Though under-researched in psychiatric trainee settings, the positive effect of supervision on clinician well-being and burnout has been demonstrated elsewhere, including community mental health settings [34, 35]. The Manchester Clinical Supervision Scale (MCSS) has been used to evaluate supervision mainly in nursing settings and looks at seven areas—“trust and rapport,” “advice/support,” “improved care/skills,” “supervision value,” “finding time,” “personal issue,” and “reflection”[33]. Using this model, a large multi-center study of Finnish nurses and another study of community mental health nurses found that supervisees’ evaluations of “trust and rapport,” “advice and support,” and “finding time for supervision” predicted burnout and job satisfaction [35, 36]. A large UK study of trainee doctors examined the extent to which the trainee felt clinically supported during their training—evaluating specific domains such as accessibility of supervisors and having to cope with problems beyond their competence. When approached effectively, these domains, along with the delivery of appropriate feedback, personal progress meetings, and regular performance assessment, were found to increase trainee satisfaction in this study [37]. These studies further emphasize the importance of the supervision relationship in reducing burnout and work dissatisfaction.

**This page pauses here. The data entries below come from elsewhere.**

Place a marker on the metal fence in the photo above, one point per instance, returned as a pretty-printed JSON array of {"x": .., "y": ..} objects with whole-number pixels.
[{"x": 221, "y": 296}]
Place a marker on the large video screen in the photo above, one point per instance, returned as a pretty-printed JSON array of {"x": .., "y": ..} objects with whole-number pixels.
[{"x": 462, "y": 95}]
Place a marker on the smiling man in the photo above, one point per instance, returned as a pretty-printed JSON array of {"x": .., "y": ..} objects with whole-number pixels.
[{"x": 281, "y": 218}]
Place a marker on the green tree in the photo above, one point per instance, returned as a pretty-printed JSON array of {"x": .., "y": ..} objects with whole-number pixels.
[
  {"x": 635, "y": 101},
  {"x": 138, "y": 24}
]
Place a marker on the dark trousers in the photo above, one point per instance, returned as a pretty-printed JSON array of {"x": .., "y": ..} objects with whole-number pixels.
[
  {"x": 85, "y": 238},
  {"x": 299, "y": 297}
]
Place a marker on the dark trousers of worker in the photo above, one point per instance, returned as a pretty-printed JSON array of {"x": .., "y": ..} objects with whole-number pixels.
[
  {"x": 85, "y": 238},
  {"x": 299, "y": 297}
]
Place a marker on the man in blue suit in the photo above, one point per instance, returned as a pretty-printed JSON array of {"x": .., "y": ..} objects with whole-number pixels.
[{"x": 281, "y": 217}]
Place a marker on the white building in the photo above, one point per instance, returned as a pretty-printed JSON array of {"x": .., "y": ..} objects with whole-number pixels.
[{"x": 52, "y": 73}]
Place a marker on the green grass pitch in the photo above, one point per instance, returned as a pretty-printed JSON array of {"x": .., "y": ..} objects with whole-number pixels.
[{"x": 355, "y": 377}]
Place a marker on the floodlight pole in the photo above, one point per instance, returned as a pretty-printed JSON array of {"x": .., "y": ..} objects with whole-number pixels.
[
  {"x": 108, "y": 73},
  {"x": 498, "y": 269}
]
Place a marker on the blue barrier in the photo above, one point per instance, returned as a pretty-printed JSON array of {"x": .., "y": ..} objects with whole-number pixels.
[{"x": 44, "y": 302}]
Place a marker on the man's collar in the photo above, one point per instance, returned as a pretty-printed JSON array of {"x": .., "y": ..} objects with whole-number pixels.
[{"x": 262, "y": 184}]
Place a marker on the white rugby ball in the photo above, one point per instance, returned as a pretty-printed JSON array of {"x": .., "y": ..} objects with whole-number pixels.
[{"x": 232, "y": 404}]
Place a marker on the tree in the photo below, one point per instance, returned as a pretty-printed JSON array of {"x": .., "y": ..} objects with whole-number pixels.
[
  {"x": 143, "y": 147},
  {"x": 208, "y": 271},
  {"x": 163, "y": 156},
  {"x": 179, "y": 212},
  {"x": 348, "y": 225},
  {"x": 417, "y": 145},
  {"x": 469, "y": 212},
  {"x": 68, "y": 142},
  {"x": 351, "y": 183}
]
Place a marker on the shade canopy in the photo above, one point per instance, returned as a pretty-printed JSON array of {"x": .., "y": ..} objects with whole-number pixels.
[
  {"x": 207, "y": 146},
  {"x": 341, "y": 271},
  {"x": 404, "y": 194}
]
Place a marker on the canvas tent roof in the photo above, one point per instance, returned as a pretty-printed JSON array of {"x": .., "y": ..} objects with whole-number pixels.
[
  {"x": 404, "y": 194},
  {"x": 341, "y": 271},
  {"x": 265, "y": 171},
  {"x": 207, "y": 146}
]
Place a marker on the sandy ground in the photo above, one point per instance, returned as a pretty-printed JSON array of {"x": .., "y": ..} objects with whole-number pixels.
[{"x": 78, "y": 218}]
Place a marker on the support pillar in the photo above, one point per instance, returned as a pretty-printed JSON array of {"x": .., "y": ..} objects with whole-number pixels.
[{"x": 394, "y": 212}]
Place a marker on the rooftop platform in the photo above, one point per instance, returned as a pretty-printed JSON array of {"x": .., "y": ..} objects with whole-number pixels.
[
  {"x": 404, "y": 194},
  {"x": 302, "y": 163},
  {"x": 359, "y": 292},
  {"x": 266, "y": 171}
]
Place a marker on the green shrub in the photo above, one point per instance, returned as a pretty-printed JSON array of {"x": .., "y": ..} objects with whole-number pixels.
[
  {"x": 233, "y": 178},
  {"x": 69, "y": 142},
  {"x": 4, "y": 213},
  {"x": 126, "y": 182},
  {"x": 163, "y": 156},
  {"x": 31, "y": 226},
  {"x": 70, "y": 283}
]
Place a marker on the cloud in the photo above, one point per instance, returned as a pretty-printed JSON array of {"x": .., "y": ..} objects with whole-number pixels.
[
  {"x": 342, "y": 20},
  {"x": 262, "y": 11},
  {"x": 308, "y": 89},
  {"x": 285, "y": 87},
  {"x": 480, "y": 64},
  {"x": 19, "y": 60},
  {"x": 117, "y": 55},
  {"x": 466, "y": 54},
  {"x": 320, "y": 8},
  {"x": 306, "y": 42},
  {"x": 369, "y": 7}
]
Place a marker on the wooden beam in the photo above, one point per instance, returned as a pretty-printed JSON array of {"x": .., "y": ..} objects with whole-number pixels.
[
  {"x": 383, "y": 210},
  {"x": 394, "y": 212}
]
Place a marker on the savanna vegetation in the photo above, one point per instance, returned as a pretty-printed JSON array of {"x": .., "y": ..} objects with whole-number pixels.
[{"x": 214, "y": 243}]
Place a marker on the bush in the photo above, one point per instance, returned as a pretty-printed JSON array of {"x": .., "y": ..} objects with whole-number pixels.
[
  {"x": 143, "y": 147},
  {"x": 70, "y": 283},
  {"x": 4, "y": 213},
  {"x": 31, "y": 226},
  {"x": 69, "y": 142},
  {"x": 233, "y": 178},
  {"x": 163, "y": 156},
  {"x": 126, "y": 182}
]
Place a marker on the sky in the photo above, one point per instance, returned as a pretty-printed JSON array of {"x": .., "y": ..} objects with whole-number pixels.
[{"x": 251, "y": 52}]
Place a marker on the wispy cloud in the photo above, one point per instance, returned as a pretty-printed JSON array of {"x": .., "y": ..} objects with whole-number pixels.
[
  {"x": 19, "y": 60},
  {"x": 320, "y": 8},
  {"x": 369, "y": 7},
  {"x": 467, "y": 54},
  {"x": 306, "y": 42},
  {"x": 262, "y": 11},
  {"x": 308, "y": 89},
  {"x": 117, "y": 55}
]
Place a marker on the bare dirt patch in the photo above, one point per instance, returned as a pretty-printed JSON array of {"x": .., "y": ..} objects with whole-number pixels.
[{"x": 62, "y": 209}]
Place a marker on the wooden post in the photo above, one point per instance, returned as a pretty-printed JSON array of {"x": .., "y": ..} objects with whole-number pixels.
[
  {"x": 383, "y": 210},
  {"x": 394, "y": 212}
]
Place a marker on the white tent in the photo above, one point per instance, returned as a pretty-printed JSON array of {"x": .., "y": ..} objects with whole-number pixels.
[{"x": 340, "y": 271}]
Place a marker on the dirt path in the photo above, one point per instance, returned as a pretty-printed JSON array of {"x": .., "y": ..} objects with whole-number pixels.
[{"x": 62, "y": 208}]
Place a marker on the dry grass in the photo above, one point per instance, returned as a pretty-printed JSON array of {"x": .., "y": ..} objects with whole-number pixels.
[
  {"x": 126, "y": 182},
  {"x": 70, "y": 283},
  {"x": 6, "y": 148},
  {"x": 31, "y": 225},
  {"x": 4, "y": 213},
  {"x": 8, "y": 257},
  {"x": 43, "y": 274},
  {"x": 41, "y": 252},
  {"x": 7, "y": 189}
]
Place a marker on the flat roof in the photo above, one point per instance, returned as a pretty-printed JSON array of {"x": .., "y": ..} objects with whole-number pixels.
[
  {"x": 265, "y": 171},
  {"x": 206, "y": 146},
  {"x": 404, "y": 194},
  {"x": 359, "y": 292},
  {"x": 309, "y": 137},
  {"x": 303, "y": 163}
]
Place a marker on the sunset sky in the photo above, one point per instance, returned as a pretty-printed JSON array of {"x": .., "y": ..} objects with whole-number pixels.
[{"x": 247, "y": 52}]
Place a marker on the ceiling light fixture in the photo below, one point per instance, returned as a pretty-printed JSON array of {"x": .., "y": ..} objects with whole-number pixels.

This study provides new information on the relationship between supervision and well-being and satisfaction at work in non-consultant psychiatry doctors. This study is relevant given the importance of continual striving for excellent training standards and recruitment and retention difficulties for doctors in both Ireland and abroad. The study used validated instruments in the measure of burnout, satisfaction at work, and well-being, allowing for comparison with other studies. There was a high response rate from those invited to complete the survey. The high uptake possibly reflects an enthusiastic sample who attended the NCHD teaching conference and were interested in this topic; however, therein lies a risk of responder bias. The survey was cross-sectional and a self-report measure which means there is a risk of recall bias, and one cannot determine whether the associations observed are causally related. We had limited available data on other factors that influence these domains such as personal demographic variables and mental health parameters, which limited analysis to an extent; however, this was an important measure to protect the anonymity of responders.

Going forward to address these issues, there is increasing recognition that the implementation of groups such as Schwartz rounds impacts on staff satisfaction [38]; and the provision of Balint groups has also shown some promise in reducing physician burnout [39]. The important role of supervision has been highlighted in this study and elsewhere, and though busy services may perhaps impact on supervisor and trainee availability, this is likely the time when supervision is needed most, and it is important that supervisors are supported in this vein. The CAP-STATE study [40] recognizes the need for interventions to support training institutions—highlighting the importance of allocating dedicated time for trainers to support and teach trainees, so that they in turn may become competent trainers themselves.

In conclusion, this study has important implications for psychiatric training which arguably extend to other medical specialities. Those not receiving supervision report poorer psychological well-being, lower satisfaction at work, and higher levels of burnout. Since the completion of our study, our healthcare landscape has fundamentally changed with the advent of COVID-19. The long-term impact of the pandemic on our healthcare systems is impossible to estimate—however it is certain that the global crisis has highlighted the emotional impact of the work of psychiatrists, and represents an opportunity to critically address these areas, and develop robust, effective supports for this vulnerable group.